Die echten Fans stehen allesamt auf traditionellen Heavy Metal oder auf düstere Kapellen wie Anathema, Amorphis oder My Dying Bride. Allgemein gesehen, sind kommerzielle arabische Sänger und R&B beliebt.

Welche internationalen Metal-Bands sind am angesagtesten, und welche nationalen Gruppen könnt ihr empfehlen?

Neben Größen wie Maiden, Savatage, Megadeth oder Metallica sind Dream Theater, Anathema, Annihilator, White Lion, Slayer, Cradle Of Filth oder sogar Haggard sehr beliebt. Es lohnt sich definitiv, Nu.Clear.Dawn unter www.nucleardawn.com anzutesten.

Werdet ihr in Syrien mit dem Thema Zensur konfrontiert?

Es ist erlaubt, CDs zu verkaufen. Aber die Piraterie ist ein Albtraum. Es ist wahnsinnig schwer, überhaupt Live-Konzerte zu organisieren, und wenn es dann klappt, stößt man das Tor zur Hölle auf und sollte sich am besten einige Wochen verschanzen. Heavy Metal wird von etlichen Syrern mit Drogen, Homosexualität oder Satanismus assoziiert, und das sind schlimme Verbrechen respektive absolute Tabus hier. Schon die Tatsache, dass wir in Englisch singen, verursacht Gegenwind.

Wie reagieren die Menschen in Syrien auf Langhaarige?

In der Hauptstadt Damaskus werden lange Haare und Metal-Shirts toleriert. Aber bei Piercings oder gar Ohrringen hört die Toleranz schon wieder auf. Wir Metaller besitzen in den Augen der Durchschnittsbevölkerung etwas Anrüchiges und werden als Satanisten und Verlierer verachtet. Aus diesem Grund trauen sich auch viele Musiker nicht mehr, Metal-Bands zu gründen. Es fehlt die Perspektive.

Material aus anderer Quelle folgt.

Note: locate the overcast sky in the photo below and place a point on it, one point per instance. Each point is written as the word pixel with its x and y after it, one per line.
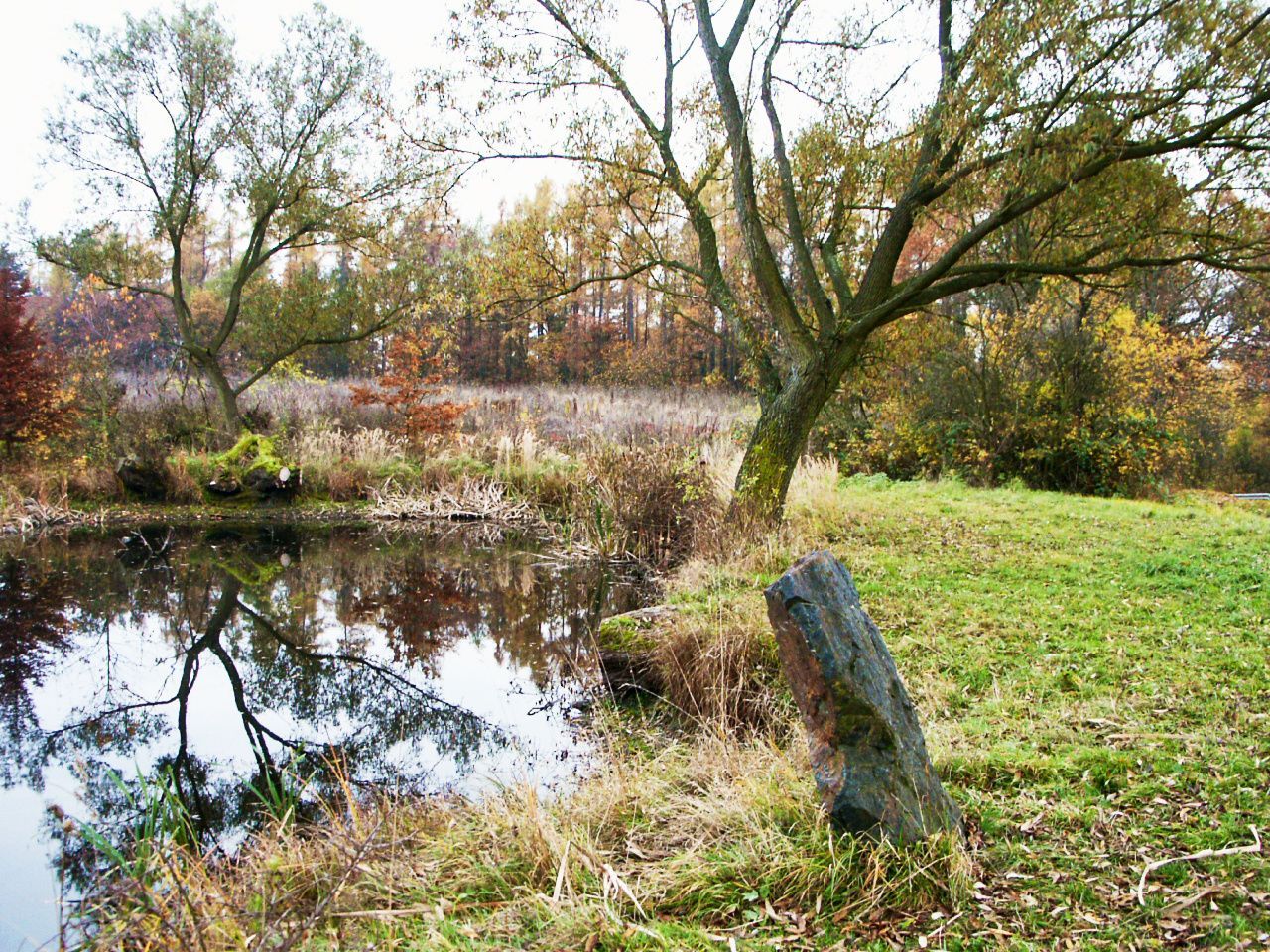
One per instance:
pixel 408 35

Die Szene ist fürchterlich.

Gibt es nationale Medien wie Radiosender oder Zeitschriften, die Metal-Bands eine Plattform bieten?

Ich weiß, dass einige Sender gerne harte Mucke spielen würden, aber die Angst vor Druck seitens der Regierung ist zu groß. Vor 15 Jahren sah es viel rosiger aus. Ich denke, dass gerade die zahlreichen radikalen Black Metal-Gruppen der Grund dafür sind, dass der Ruf des Heavy Metal pauschal so miserabel ist.

Welche Vor- und Nachteile hat es für The Hourglass, dass ihr aus einem exotischen Metal-Land stammt?

Prinzipiell haben wir die Chance, durch das eigenwillige soziale und kulturelle Umfeld andersartige Einflüsse zu verarbeiten und damit originell zu klingen – sowohl musikalisch als auch lyrisch. Aber einerseits werden wir im Heimatland ausgebremst und andererseits erhalten wir keine Unterstützung vom Ausland. Warum sollte sich ein Europäer oder ein Ami für eine doofe Band aus Syrien interessieren, wenn es in deren Dunstkreis Tausende davon gibt?

Was mögt ihr besonders an Syrien?

Damaskus ist die älteste permanent bewohnte Stadt der Welt. Syrien hat eine sehr niedrige Kriminalitätsrate – es ist sehr sicher hier. Das liegt wahrscheinlich auch an den drastischen Strafen für Verbrecher. Aber Syrer sind stark in ihrer persönlichen Freiheit eingeschränkt. Die Gesetze sind eigentlich offen, aber die Gesellschaft selbst ist krankhaft stark von religiösem Fanatismus durchtränkt. Beispiel: Wenn ein Moslem und eine Christin heiraten, müssen sie um ihr Leben fürchten. Nicht, weil es das Gesetz verbietet, sondern weil es für die Gesellschaft ein Verbrechen ist. Hoffentlich wird endlich der Friedensvertrag mit Israel abgeschlossen. Das ist eine Chance, dass es in Syrien in Zukunft weltoffener abläuft. Wir haben herrliche Strände und wunderschöne Frauen. Die sollte man halt nicht anfassen – zumindest sollte man sich dabei nicht ertappen lassen.